Bonamici's act aligns with U.S. Senator Jeff Merkley's bill that primarily seeks three new payday loan lender regulations: transparency and disclosure from online lenders in an attempt to end abusive practices that coerce borrowers into paying debts that they do not owe; to close the loopholes in the law that allows offshore lenders to empty consumer's bank-accounts; and to require that all providers are following healthy banking practices.
Following Bonamici's 2007 restrictions on on site lenders, Oregon saw a significant reduction in the amount of payday lender businesses: by 2008, three out of four of Oregon's on site lending businesses closed down, supposedly leading more borrowers to the internet. While many online payday loan lending companies are legitimate and fair, it is common to come by offshore lenders who are unregulated and charge outrageous fees and interest to borrowers. Bonamici seeks to shut down such practices in an attempt to protect consumers. Yet, regulating online lenders is not as easy as managing on site businesses.
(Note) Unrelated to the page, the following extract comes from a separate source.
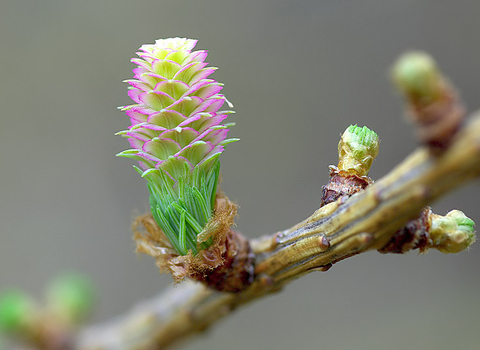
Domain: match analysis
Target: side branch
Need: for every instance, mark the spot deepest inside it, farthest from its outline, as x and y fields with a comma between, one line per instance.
x=338, y=230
For the past few years, Oregon legislatures has been coming down on the online payday loan industry, enacting laws that regulate interest rates, origination fees, and renewal terms. The Oregon Department of Consumer and Business Services has sought out companies that defy state law, filing law suits and charging rouge businesses with significant fines.
For instance, in 2011, one particular payday loan company was fined $ 90,000 for charging over 300% interest on loans, in defiance of Oregon law which caps interest rates at 36%. In trying to protect consumers, law makers such as Bonamici have played an integral role in cracking down on these types of unfair lending practices.
However, Bonamici is faced with opposition, as many fear that the imposition of more restrictions will result in reliance on illegal online loans which charge even higher interest rates. According to a 2011 PEW study, these fears are unsound because, statistically, more government restrictions reduce payday loan reliance rather than leading borrowers to seek alternative loan options.
The study claims that 95 out of 100 borrowers would simply stop using a payday advance altogether and not securing an internet loan. Yet, many claim that the Oregon regulations on brick-and-mortar lending services did lead borrowers to online lenders. Regardless, regulating online services in addition to on site services may help reduce payday advance dependence; if the alternate option is unavailable, borrowers will have to seek other means to make ends meet.
The aforementioned PEW study indicates that when advance options are unavailable, most people cut back on expenses, borrow from family and friends, pawn goods, or delay paying bills to keep above water. While these solutions pose their own challenges, they are much more favorable to relying on unfair online loans that cost borrowers more money than they can reasonably repay. As such, Bonamici's efforts are beneficial to the masses and may help end the cycle of loan reliance.